How do web servers know whether you're using direct IP address access?
To answer your question of how it knows, it has to do with what your browser sends the server.
You're right that the system always resolves it to an IP address, but the browser sends the URL you attempted to access in the HTTP header.
Here is a sample header that I found online, modified to look as though you used Firefox on Windows and typed apple.com
into the address bar:
GET / HTTP/1.1
Host: apple.com
User-Agent: Mozilla/5.0 (Windows; U; Windows NT 6.1; en-US; rv:1.9.1.5) Gecko/20091102 Firefox/3.5.5 (.NET CLR 3.5.30729)
Accept: text/html,application/xhtml+xml,application/xml;q=0.9,*/*;q=0.8
Accept-Language: en-us,en;q=0.5
Accept-Encoding: gzip,deflate
Accept-Charset: ISO-8859-1,utf-8;q=0.7,*;q=0.7
Keep-Alive: 300
Connection: keep-alive
Pragma: no-cache
Cache-Control: no-cache
Here's what the header would look like if you used its IP address:
GET / HTTP/1.1
Host: 17.142.160.59
User-Agent: Mozilla/5.0 (Windows; U; Windows NT 6.1; en-US; rv:1.9.1.5) Gecko/20091102 Firefox/3.5.5 (.NET CLR 3.5.30729)
Accept: text/html,application/xhtml+xml,application/xml;q=0.9,*/*;q=0.8
Accept-Language: en-us,en;q=0.5
Accept-Encoding: gzip,deflate
Accept-Charset: ISO-8859-1,utf-8;q=0.7,*;q=0.7
Keep-Alive: 300
Connection: keep-alive
Pragma: no-cache
Cache-Control: no-cache
Both of these would be sent to the same IP address over a socket, but the browser tells the server what it accessed.
Why?

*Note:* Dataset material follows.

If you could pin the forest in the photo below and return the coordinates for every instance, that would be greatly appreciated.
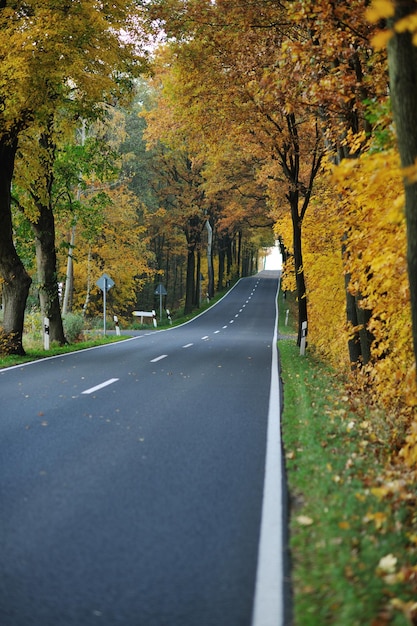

Because web servers with the same IP address may host multiple sites and give different pages for each. It cannot distinguish who wants which page by IP address because they all have the same one - but it can distinguish them by the HTTP header.
With the HTTP 1.1 protocol (the prior HTTP 1.0 version has been obsolete for quite some time, so is unlikely to be used by any recent version of a browser), the host
header was introduced. For HTTP 1.1 that is a required header line that must be issued by a browser. The domain name is included by the browser in that line, e.g. Host: example.com
. So the web server knows which web site the browser wants to access from that line. Since a webserver may be supporting dozens of websites, that line is important to it to determine which web site the requested page resides on. Supposing the browser wants to access the home page for a site on example.com, It issues the following line to the server when it connects to the server:
GET / HTTP/1.1
That line specifies the browser wishes to get the root document, i.e., "/" for the website. If you wanted to access /somedir/testpage.html
, GET /somedir/testpage.html
would be in the "get" line. The line will be followed by the line below:
Host: example.com
So if the web server is supporting the websites example.com, someothersite.com, yetanothersite.org, etc., it knows that it should return the main page for example.com. If it doesn't get that line, or doesn't have a domain name listed in the Host
line, it doesn't know which website's home page should be returned. So it may return an error message, instead, or return the home page for a "default" site for the server.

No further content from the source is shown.